It wasn’t until 2021 that the Brevard College Board of Trustees officially voted to formalize our school’s core values; but 50 years prior, almost to the date, the Tornados Women’s basketball team embodied the creed that makes Brevard College unique.
Current students and recent graduates alike have become familiar with our school’s motto, which translates to: “Learn in order to serve.” As a means to live this motto every day, we focus on People, Place, Purpose so that we can commit to our community and learn in order to serve society and the greater good. It’s through our service that we are able to discover the positive impact of our shared principles, which not only benefit others in need, but ourselves as well.
Like many of our athletic teams who travel out of town, it’s not uncommon to encounter routine issues such as traffic jams, flat tires, or the occasional travel through an area without cell phone signal. The Tornados Women’s basketball team experienced a slightly different challenge back in 1973. After traveling back from a game against Southern Baptist in Charleston, SC, the team encountered rain, sleet, and the rapidly accumulating snow, which quickly made the roads unsafe. As they said in the Clarion: “It all began Friday night, February 9, with a simple basketball game and it led to an unforgettable experience.”
In talking with Marsha Garwood, who was the official scorekeeper for the girls’ basketball team at the time, she recalls the group finally made it to a frigid gas station for a brief respite. What jumps out in her memory is that in a time of crisis, people were helping each other. “The clerk at the convenience store where we were stranded reached out to two young men that came to our help around 2:30am. With the assistance of their pickup trucks, we made it to the Jaycee Lodge where we were fed and kept warm… along with about 60 other women, men, and children.”
While at the lodge, the student-athletes made themselves useful by babysitting, helping prepare meals, and assisting with various clean up duties. By Sunday afternoon, the ladies were taken to a nearby Grammar School, where roughly 200 people had gathered. While waiting out the storm, many shared survival stories and as they got to know one another, some even realized they grew up in the same area or knew each other’s extended families.
“Here, too, the girls were very busy and cooperative,” Marsha recalls. “It wasn’t all work and service though, there were a lot of connections and other forms of creative entertainment.” In fact, members of the Western Carolina University Men’s wrestling team were also among those stranded, “so of course a basketball game erupted – and our girls’ team won!”
After the storm subsided, there were lots of stories to share about how everyone reached out to help those they could. Marsha recalls how everyone opened up their homes, schools, and hearts to those who were stranded from Charleston to Columbia due to the snowstorm. The girls began to embrace their experiences during this calamity.
Many people who lived close to the snow-covered roads took in those who were stranded, including one matron who graciously hosted over 30 people in her house. One of Marsha’s sweetest memories was hearing about an older gentleman who tapped on the window of a very young couple’s car, offered for the couple to come into their house to warm up by their woodstove. At the time, he didn’t know that he and his wife would spend 3 nights with the couple – during which deep and abiding friendships were formed.

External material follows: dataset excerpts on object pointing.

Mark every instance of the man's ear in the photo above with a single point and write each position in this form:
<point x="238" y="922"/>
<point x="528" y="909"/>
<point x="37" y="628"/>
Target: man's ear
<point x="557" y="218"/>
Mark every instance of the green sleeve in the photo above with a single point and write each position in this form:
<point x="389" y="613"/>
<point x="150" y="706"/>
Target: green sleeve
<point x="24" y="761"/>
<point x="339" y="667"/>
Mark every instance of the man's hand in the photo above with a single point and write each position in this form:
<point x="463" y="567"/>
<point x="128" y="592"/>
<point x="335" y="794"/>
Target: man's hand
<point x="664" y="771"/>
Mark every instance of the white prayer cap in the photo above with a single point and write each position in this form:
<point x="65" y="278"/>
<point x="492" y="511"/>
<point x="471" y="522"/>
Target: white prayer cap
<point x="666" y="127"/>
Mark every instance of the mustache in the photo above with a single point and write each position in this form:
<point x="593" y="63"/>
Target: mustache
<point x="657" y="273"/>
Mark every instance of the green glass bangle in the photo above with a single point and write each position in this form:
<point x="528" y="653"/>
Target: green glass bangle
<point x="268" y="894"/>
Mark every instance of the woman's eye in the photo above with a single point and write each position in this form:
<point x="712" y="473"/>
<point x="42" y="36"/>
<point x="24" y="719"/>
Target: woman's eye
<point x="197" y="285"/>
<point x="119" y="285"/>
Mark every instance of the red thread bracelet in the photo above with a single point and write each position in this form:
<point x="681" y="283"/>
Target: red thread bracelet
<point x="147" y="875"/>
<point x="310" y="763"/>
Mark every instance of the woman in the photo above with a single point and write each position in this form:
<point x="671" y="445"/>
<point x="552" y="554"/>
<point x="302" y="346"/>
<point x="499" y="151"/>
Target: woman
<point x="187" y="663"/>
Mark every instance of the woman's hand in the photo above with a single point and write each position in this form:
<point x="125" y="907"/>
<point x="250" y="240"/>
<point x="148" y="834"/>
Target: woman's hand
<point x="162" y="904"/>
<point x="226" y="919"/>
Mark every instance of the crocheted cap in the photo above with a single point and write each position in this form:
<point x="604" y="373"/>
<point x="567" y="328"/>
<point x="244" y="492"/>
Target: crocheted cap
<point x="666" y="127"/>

Respecting your environment by recognizing the value of diversity, is another one of our core values that shines through Marsha’s memories. The girl’s team volunteered to help everyone who was stranded during this time and in return, it made an impact on their time here at Brevard College. Marsha recalls that, “even after 50 years, I believe that kindness and a willingness to help is a part of the BC Spirit. It was an adventure and a great story to tell, and by the way, I really don’t like snow.”